Seria uma das aeronaves mais avançadas de seu tempo, enfrentando a ameaça dos bombardeiros nucleares soviéticos e tornando o Canadá um líder mundial em aviação militar e engenharia. A aeronave supersônica Flecha Avrotambém conhecido como CF-105causou grande expectativa.
No entanto, o sonho se transformou em pesadelo quando o programa foi cancelado menos de um ano após o primeiro voo – e muito antes de entrar em serviço.
Até hoje, 65 anos após o seu fim, o Avro Arrow continua sendo um dos maiores arrependimentos do Canadá e até incentiva o debate público, uma vez que documentos recentemente divulgados lançaram alguma luz sobre o que aconteceu exactamente com o projecto condenado.

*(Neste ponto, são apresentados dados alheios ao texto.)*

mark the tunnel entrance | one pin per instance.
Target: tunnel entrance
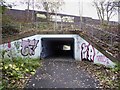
(57, 48)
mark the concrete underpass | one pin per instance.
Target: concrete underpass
(57, 48)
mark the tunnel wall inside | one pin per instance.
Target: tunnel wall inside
(31, 47)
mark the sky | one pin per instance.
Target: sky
(72, 7)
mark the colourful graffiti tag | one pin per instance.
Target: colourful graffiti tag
(87, 52)
(102, 59)
(28, 47)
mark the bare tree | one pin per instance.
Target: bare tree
(51, 6)
(106, 9)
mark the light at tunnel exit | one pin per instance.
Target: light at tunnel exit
(66, 47)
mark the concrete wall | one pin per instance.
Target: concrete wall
(31, 46)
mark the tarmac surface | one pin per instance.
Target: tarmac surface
(58, 73)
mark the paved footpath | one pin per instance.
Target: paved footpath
(61, 74)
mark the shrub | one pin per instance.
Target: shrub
(16, 70)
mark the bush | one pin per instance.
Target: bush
(16, 70)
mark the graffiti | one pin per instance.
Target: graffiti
(17, 45)
(87, 52)
(102, 59)
(28, 47)
(78, 42)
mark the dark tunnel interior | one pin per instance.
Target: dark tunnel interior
(57, 47)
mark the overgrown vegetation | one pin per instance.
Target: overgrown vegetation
(17, 71)
(107, 76)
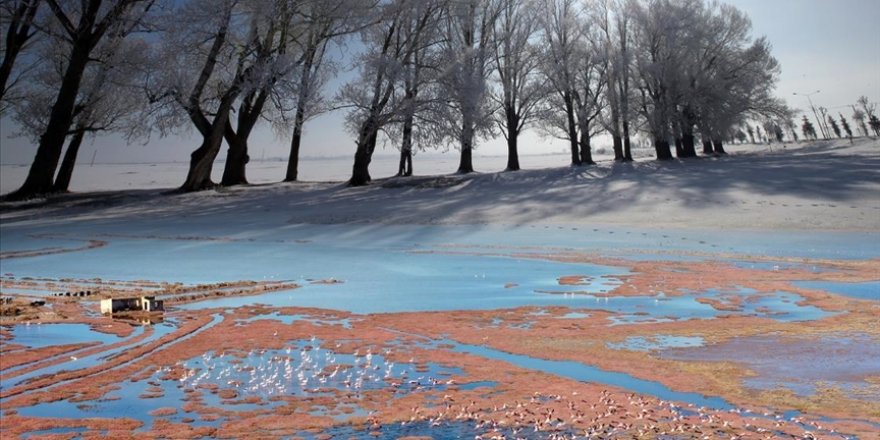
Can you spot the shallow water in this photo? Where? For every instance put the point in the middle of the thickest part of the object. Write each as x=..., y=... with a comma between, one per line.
x=656, y=342
x=78, y=363
x=798, y=364
x=868, y=290
x=588, y=373
x=45, y=335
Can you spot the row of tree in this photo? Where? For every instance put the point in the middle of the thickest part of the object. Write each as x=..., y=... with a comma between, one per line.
x=429, y=73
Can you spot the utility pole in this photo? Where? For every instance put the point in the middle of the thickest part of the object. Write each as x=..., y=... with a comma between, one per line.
x=815, y=113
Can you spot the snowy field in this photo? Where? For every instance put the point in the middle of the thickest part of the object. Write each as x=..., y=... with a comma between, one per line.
x=807, y=186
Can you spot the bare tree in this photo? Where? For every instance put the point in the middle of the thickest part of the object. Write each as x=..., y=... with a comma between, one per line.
x=110, y=99
x=17, y=25
x=376, y=97
x=84, y=24
x=467, y=53
x=322, y=23
x=562, y=29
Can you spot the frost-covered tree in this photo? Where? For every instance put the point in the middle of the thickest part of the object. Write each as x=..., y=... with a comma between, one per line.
x=82, y=26
x=214, y=56
x=859, y=117
x=110, y=98
x=613, y=19
x=467, y=53
x=321, y=23
x=845, y=124
x=574, y=67
x=834, y=127
x=664, y=43
x=519, y=88
x=869, y=109
x=18, y=30
x=808, y=129
x=375, y=96
x=420, y=70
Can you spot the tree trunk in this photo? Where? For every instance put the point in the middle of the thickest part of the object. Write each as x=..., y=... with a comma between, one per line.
x=300, y=117
x=466, y=163
x=688, y=147
x=627, y=150
x=366, y=143
x=42, y=172
x=62, y=181
x=360, y=173
x=618, y=148
x=661, y=147
x=17, y=34
x=586, y=149
x=512, y=137
x=405, y=166
x=679, y=150
x=572, y=129
x=202, y=159
x=293, y=160
x=234, y=171
x=707, y=146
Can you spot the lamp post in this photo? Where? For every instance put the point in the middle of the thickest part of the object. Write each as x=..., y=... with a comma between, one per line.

“Esta aeronave era totalmente canadense”, diz ele Richard Maynehistoriador-chefe da Real Força Aérea Canadense, “e os indicadores de desempenho durante seu desenvolvimento mostraram que estava pelo menos no mesmo nível dos projetos mais avançados da época”.
“Quando foi cancelado, foi um dos momentos de dúvida do Canadá”, acrescenta. “Arrow ainda tem impacto em nossa psique nacional.”
A ameaça da Guerra Fria
O Avro Arrow foi uma resposta direta ao ameaça da União Soviéticaapós o fim da Segunda Guerra Mundial, de bombardeiros capazes de sobrevoar o Ártico e chegar à América do Norte com carga nuclear.
“A Real Força Aérea Canadense emitiu um requisito em 1952 para um interceptador capaz de velocidade Mach 2 [duas vezes a velocidade do som] e uma altitude de 50.000 pés”, disse Mayne à CNN.
“Eles precisavam de algo rápido que tivesse alcance e altitude para interceptar esses bombardeiros soviéticos o mais ao norte possível, antes que chegassem ao Canadá.”
O fabricante de aeronaves Avro Canadá havia acabado de colocar em serviço com sucesso o CF-100 Canuck, um versátil caça bimotor projetado e construído no país, sendo encarregado de desenvolver uma versão mais avançada.
Era um plano ambicioso que ocorreu em um momento significativo para o Canadá. “O país emergiu da Segunda Guerra Mundial como um ator importante”, diz Mayne.
“Tínhamos a terceira maior marinha do mundo, a quarta maior força aérea. Mas a cidadania canadense só existia a partir de 1947 – o Canadá tinha acabado de amadurecer.”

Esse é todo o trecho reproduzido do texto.